Das Publikum staunte über Martin Engel. Der 1986 geborene Künstler ist von Geburt an blind und erhielt seinen ersten Klavierunterricht im Alter von neun Jahren. Von 2007 bis 2011 studierte er an der Musikhochschule Karlsruhe und errang beim Abschluss eine „Eins mit Auszeichnung“. „Gern spielt er mit dem Vater zusammen. Ich glaube, wir ergänzen uns gut. Es ist eine schöne künstlerische Zusammenarbeit“, beschrieb der 31-Jährige in der Pause und ergänzte: „Meine Eltern haben mir als Kind damals den Anstoß gegeben.
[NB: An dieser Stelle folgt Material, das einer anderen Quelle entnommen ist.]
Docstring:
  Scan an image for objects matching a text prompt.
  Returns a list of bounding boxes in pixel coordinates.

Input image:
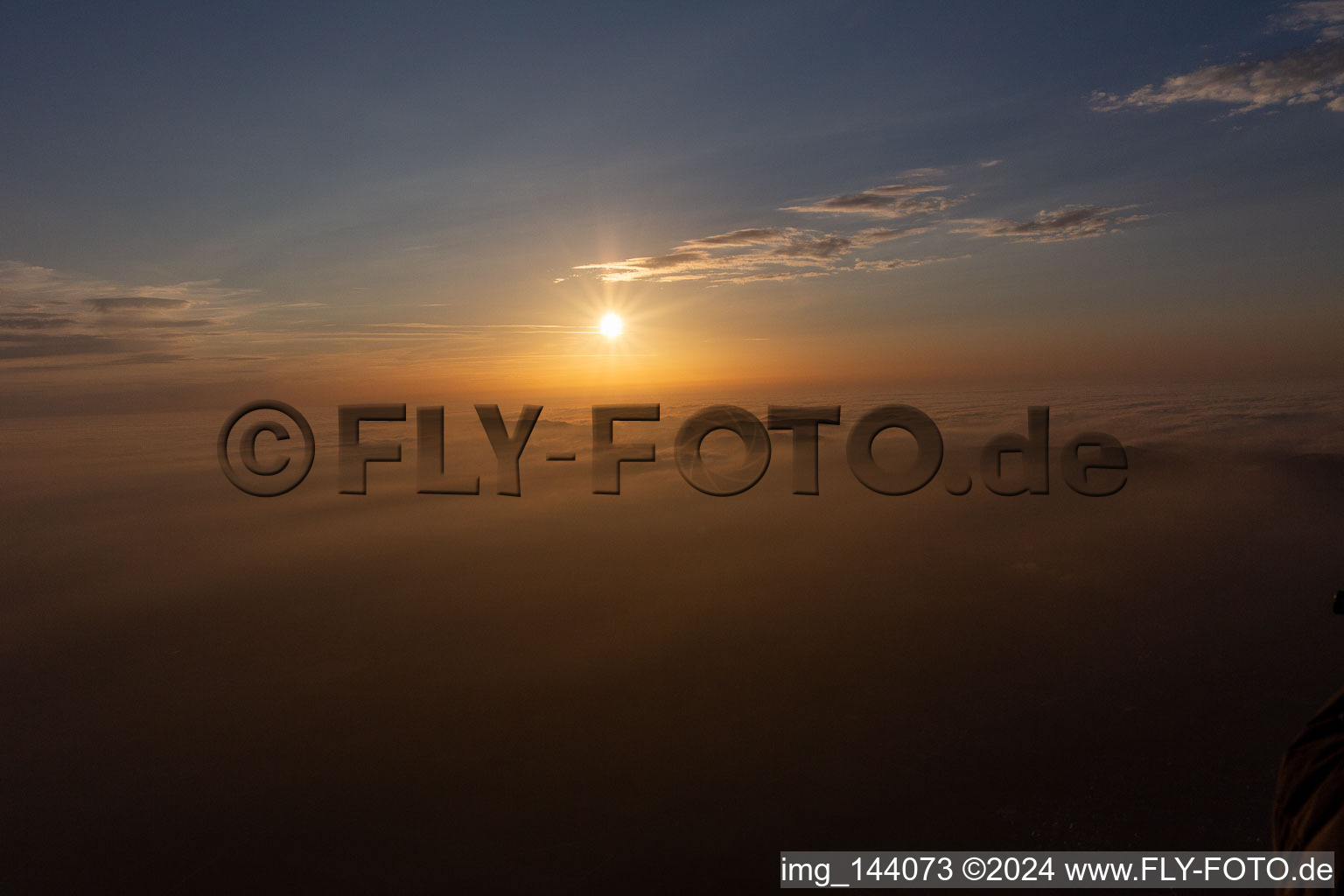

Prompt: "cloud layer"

Als ich 16 war, stand für mich fest, dass ich Pianist werden will. Die Musik ist für mich Lebensinhalt.“ So war es für den jungen Musiker auch kein Problem, auf dem alten Klavier der Schifferkirche zu spielen. „Ich versuche, das Beste aus dem Instrument herauszuholen“, sagte der Pianist schmunzelnd und lobte die Akustik der Kirche. Draußen machten es sich die Gäste in der Pause im Partyzelt bei Wein und Häppchen gemütlich. Ein Tablett mit liebevoll geschmierten Schnittchen reichte Günter Redlich und verriet: „Das Brot hat mein Sohn Klaus selbst gebacken.“ Lobende Worte gab es für die Köstlichkeiten. „Erst wenn alles aufgegessen ist, geht das Programm weiter“, verkündete Helmut Huchel schmunzelnd.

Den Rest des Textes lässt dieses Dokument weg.